19. Floorcovering according to one of claims 13 to 18, wherein in the base layer at least one recess is formed and the at least one electronic

Component is introduced into the at least one recess.

20. Floorcovering according to one of claims 13 to 19, wherein the at least one electronic component is encapsulated in an encapsulation layer.

21. The floor covering pad according to claim 13, wherein the at least one electronic component is encapsulated in an encapsulation layer and bonded to the substrate layer using the encapsulation layer.

22. Floorcovering according to one of claims 13 to 21, wherein the at least one electronic component is a radio identification data carrier.

23. floor with at least one integrated electronic component, comprising:

A flooring pad according to any one of claims 13 to 22; • a floor covering applied to the floor covering.

24. A method of making a backing layer for a floor covering underlay comprising:

Providing a backing layer, the backing layer having a permeable structure or a pattern structure;

• at least one electronic component is introduced into the substrate layer and / or applied to the substrate layer.

25. The method of claim 24, wherein a plurality of electronic components are introduced in a regular pattern in the substrate layer and / or applied to the substrate layer.

26. A method according to claim 24 or 25, wherein the backing layer is a reinforcing fabric.

27. The method of claim 26, wherein the reinforcing fabric comprises at least one of the following materials:

• a fiberglass material;

• polyethylene;

• polypropylene;

• polyester; • a carbon fiber material;

• a natural fiber material

• metal wires.

28. The method according to any one of claims 24 to 27, wherein in the substrate layer at least one recess is formed and the at least one electronic component is introduced into the at least one recess.

29. The method according to claim 28, wherein the at least one recess is formed by one of the following methods: • lasers;

• punching;

• To cut;

• Milling.

30. The method according to any one of claims 24 to 29, wherein the at least one electronic component is encapsulated in an encapsulation layer prior to introduction into the substrate layer and / or application to the substrate layer.

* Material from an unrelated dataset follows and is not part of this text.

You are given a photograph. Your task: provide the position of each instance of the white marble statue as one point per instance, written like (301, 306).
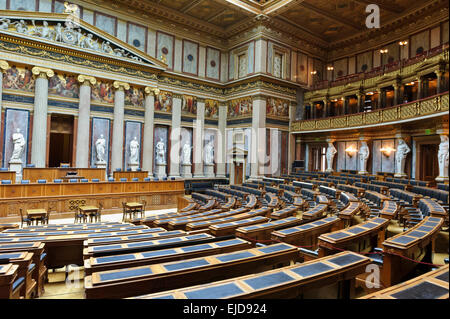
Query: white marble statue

31. The method of claim 30, wherein the at least one electronic device is bonded to the backing layer using the encapsulation layer.

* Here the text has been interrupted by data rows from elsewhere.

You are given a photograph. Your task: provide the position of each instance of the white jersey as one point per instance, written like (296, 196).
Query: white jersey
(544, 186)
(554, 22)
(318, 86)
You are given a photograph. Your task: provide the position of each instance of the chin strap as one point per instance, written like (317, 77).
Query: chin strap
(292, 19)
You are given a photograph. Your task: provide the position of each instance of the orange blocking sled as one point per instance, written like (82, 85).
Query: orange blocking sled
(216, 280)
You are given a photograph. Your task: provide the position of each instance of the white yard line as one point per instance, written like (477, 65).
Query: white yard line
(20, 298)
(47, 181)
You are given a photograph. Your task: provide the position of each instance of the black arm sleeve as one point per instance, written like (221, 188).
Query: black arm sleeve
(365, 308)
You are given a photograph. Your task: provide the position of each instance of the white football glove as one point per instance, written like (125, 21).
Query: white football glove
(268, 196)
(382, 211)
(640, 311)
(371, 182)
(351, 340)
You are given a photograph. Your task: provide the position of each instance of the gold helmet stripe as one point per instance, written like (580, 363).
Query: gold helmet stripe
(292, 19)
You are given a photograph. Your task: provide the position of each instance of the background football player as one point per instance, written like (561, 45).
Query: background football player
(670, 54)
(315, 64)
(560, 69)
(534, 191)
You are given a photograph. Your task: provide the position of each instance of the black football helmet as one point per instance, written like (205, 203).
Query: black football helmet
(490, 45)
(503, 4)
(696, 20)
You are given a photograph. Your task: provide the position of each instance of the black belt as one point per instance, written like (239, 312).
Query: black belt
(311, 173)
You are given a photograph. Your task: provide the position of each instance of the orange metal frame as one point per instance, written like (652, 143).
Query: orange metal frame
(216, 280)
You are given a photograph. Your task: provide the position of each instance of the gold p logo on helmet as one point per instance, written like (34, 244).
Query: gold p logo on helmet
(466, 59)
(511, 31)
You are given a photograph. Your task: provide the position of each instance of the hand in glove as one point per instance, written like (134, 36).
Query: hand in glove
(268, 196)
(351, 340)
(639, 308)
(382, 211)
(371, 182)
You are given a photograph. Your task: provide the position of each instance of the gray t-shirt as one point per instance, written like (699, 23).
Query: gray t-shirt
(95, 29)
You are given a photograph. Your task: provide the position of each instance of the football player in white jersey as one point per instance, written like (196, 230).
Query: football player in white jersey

32. The method of claim 24, wherein the at least one electronic component is a radio identification data carrier.

33. Underlay for a floor covering, comprising:

• at least one electronic component, which is introduced into the substrate layer and / or applied to the substrate layer;

• wherein the backing layer has a permeable structure or a mesh structure.

34. The substrate layer according to claim 33, wherein a plurality of electronic components are introduced into the substrate layer in a regular pattern and / or applied to the substrate layer.

35. A backing layer according to claim 33 or 34, wherein the backing layer is a reinforcing fabric.

36. backing layer according to claim 35, wherein the reinforcing fabric comprises at least one of the following materials:

• a fiberglass material;

• polyethylene; • polypropylene;

• polyester;

• a carbon fiber material;

• a natural fiber material;

• metal wires.

37. The substrate layer according to claim 33, wherein at least one recess is formed in the substrate layer and the at least one electronic component is introduced into the at least one recess.

38. The substrate layer according to claim 33, wherein the at least one electronic component is encapsulated in an encapsulation layer.

39. The method of claim 38, wherein the at least one electronic device is bonded to the backing layer using the encapsulant layer.

40. Base layer according to one of claims 33 to 39, wherein the at least one electronic component is a radio identification data carrier.